Improving quality improvement using achievable benchmarks for physician feedback: a randomized controlled trial.
Kiefe, CI, Allison, JJ, Williams, OD, Person, SD, Weaver, MT, Weissman, NW
JAMA. 2001;(22):2871-9
Abstract
CONTEXT Performance feedback and benchmarking, common tools for health care improvement, are rarely studied in randomized trials.

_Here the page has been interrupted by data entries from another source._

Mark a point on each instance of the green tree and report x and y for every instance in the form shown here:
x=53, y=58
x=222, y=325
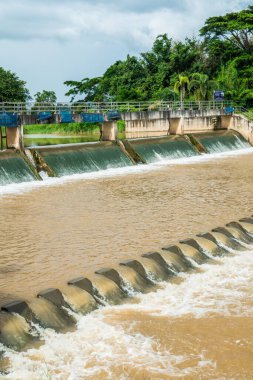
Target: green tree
x=201, y=86
x=12, y=89
x=234, y=86
x=88, y=88
x=236, y=27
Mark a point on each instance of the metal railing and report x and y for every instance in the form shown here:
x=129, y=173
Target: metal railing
x=103, y=107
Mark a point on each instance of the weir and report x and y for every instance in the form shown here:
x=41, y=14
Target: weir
x=62, y=160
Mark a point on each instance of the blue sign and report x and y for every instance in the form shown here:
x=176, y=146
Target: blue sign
x=113, y=115
x=44, y=115
x=66, y=117
x=218, y=95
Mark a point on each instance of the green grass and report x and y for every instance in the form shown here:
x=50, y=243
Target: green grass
x=61, y=129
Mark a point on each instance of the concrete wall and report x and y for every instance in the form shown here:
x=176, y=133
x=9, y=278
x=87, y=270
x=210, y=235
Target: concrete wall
x=160, y=123
x=109, y=131
x=14, y=137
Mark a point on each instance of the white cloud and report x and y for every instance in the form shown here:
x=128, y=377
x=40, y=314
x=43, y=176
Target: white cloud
x=47, y=34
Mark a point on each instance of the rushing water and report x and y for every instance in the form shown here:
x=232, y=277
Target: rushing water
x=199, y=326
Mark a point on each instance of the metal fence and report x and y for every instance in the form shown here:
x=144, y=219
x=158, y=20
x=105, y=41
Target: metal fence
x=103, y=107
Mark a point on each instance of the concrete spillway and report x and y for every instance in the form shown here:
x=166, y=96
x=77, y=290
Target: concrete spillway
x=57, y=309
x=223, y=141
x=14, y=169
x=82, y=158
x=158, y=149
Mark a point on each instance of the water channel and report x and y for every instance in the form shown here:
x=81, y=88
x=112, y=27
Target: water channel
x=199, y=325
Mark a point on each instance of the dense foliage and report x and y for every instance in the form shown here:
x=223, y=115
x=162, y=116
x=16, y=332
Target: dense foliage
x=221, y=59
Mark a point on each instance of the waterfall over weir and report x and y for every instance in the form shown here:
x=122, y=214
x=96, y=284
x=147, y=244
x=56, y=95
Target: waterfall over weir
x=13, y=169
x=64, y=160
x=83, y=158
x=158, y=149
x=222, y=141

Achievable Benchmarks of Care (ABCs) are standards of excellence attained by top performers in a peer group and are easily and reproducibly calculated from existing performance data. OBJECTIVE To evaluate the effectiveness of using achievable benchmarks to enhance typical physician performance feedback and improve care. DESIGN Group-randomized controlled trial conducted in December 1996, with follow-up through 1998. SETTING AND PARTICIPANTS Seventy community physicians and 2978 fee-for-service Medicare patients with diabetes mellitus who were part of the Ambulatory Care Quality Improvement Project in Alabama. INTERVENTION Physicians were randomly assigned to receive a multimodal improvement intervention, including chart review and physician-specific feedback (comparison group; n = 35) or an identical intervention plus achievable benchmark feedback (experimental group; n = 35). MAIN OUTCOME MEASURE Preintervention (1994-1995) to postintervention (1997-1998) changes in the proportion of patients receiving influenza vaccination; foot examination; and each of 3 blood tests measuring glucose control, cholesterol level, and triglyceride level, compared between the 2 groups. RESULTS The proportion of patients who received influenza vaccine improved from 40% to 58% in the experimental group (P<.001) vs from 40% to 46% in the comparison group (P =.02). Odds ratios (ORs) for patients of achievable benchmark physicians vs comparison physicians who received appropriate care after the intervention, adjusted for preintervention care and nesting of patients within physicians, were 1.57 (95% confidence interval [CI], 1.26-1.96) for influenza vaccination, 1.33 (95% CI, 1.05-1.69) for foot examination, and 1.33 (95% CI, 1.04-1.69) for long-term glucose control measurement. For serum cholesterol and triglycerides, the achievable benchmark effect was statistically significant only after additional adjustment for physician characteristics (OR, 1.40 [95% CI, 1.08-1.82] and OR, 1.40 [95% CI, 1.09-1.79], respectively). CONCLUSION Use of achievable benchmarks significantly enhances the effectiveness of physician performance feedback in the setting of a multimodal quality improvement intervention.